Around the same time, he also gave an interview to Irish television. He spoke well. He explained his side of the Mick McCarthy feud clearly enough and, towards the end, he looked very close to tears. For once, his eyes softened and the lilt in his voice ever so slightly cracked. It’s still compelling to watch now, all these years later. Like hearing the Queen swear, seeing Keane exude any sort of vulnerability seemed like a betrayal of what he was.
Almost 20 years later, Keane is something different entirely. He is Noel Gallagher now, presumably an insult equally offensive to both. Like Gallagher, who seems to judge his own work’s gravity to be somewhere between Led Zeppelin IV and Pet Sounds, Keane’s relevance is determined by the fights he picks and the enemies he’s prepared to make.
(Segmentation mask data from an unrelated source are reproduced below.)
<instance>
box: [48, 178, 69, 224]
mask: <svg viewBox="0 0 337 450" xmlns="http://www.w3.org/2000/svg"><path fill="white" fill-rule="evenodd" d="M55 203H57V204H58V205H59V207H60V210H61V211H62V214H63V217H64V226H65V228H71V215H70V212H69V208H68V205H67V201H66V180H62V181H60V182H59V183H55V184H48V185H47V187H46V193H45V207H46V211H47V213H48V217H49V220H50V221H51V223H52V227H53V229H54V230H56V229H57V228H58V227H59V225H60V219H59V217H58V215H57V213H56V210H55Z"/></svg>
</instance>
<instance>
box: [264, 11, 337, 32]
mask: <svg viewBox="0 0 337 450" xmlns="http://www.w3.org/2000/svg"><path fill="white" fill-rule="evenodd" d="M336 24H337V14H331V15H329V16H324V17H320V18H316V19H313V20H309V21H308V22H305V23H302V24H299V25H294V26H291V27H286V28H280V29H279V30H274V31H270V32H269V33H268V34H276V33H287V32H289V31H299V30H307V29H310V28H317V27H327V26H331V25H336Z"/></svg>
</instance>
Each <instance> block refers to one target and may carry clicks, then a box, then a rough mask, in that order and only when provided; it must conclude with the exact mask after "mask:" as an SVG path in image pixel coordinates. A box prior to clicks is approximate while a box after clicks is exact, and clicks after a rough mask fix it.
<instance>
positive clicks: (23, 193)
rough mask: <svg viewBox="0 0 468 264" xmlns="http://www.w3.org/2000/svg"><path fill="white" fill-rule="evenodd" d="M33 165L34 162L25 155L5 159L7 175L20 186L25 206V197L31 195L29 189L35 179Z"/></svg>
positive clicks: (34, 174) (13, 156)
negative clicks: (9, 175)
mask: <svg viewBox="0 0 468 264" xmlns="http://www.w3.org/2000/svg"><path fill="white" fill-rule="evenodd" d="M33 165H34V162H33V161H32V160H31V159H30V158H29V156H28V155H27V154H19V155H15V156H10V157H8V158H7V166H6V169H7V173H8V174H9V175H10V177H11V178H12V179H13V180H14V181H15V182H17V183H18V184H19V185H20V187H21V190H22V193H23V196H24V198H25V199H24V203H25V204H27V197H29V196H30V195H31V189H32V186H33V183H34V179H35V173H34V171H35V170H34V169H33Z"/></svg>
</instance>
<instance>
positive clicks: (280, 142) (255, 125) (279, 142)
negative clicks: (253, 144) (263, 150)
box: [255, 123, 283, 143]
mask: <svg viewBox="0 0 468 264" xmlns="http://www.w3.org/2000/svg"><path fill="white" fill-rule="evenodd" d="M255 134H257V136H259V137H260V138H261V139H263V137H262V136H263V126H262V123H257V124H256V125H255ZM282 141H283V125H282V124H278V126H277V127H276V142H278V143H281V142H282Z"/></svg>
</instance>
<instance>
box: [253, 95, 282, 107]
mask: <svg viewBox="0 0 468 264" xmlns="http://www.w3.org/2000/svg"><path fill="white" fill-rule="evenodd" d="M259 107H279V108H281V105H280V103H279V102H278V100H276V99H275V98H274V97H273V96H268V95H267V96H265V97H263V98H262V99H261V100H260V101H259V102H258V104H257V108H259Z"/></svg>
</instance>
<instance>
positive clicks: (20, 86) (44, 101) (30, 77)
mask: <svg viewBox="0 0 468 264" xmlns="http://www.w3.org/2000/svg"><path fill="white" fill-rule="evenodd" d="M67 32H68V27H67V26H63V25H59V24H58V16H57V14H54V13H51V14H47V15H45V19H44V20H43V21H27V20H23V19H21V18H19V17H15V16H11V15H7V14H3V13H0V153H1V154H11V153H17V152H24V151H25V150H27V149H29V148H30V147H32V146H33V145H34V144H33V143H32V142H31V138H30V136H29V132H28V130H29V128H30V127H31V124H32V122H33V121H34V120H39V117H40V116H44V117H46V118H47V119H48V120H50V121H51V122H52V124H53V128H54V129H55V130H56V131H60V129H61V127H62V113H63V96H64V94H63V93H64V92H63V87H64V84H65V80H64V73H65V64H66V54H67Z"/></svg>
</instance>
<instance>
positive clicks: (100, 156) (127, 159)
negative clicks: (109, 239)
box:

That has been Keane’s identity since he first appeared on television. The great irony being that it represents a perfect inversion of who he was. Keane the footballer was a dispassionate killer. He simmered with an energy which had to be contained, but which still managed to be threatening in its latency.
Now, he plays the part of his younger self, losing his temper on cue and offering scripted responses to any modern player who doesn’t fit within the strict boundaries of his own dated silhouette. Coloured boots, handshakes in the tunnel, one-footed tackles; Keane is a sort of everyman in a way, existing to take umbrage with facets of the game which upset those of a certain age.
The effect is so empty and tired. His role on television, seemingly, is to machine-gun insults at players who – at a guess – his 25-year-old self would have hated. He’s the child’s wind-up toy capable of parroting up to five different withering remarks, none of which really have anything to do with the game he’s just watched. Like Graeme Souness, give his strings a pull and hear him eviscerate a haircut, a smile, or a player for having an assumed attitude problem.
The shame of it is that Keane used to possess a fascinating darkness. You hated him, of course, but he was combustible in a way which suggested that he was something other than a thug. He was a proper villain, one with depth. Even towards the end of his career, up to the MUTV incident which ended his time at Manchester United, it was easy to believe that his behaviour was the product of a rare DNA strand. He just wanted to win more than anybody else. He wanted to set a standard, an example, just with the occupational hazard of an elbow or fist.
Now, perhaps, he’s showing himself for what he is. Just another ageing footballer. Another narcissist in thrall to his own out-of-date primacy. Someone happy to live out his days slandering any player straying from the path he trod, all the while clinging to an old routine which, once upon a time, very, very long ago, made him interesting.
Maybe there was never quite as much behind those eyes?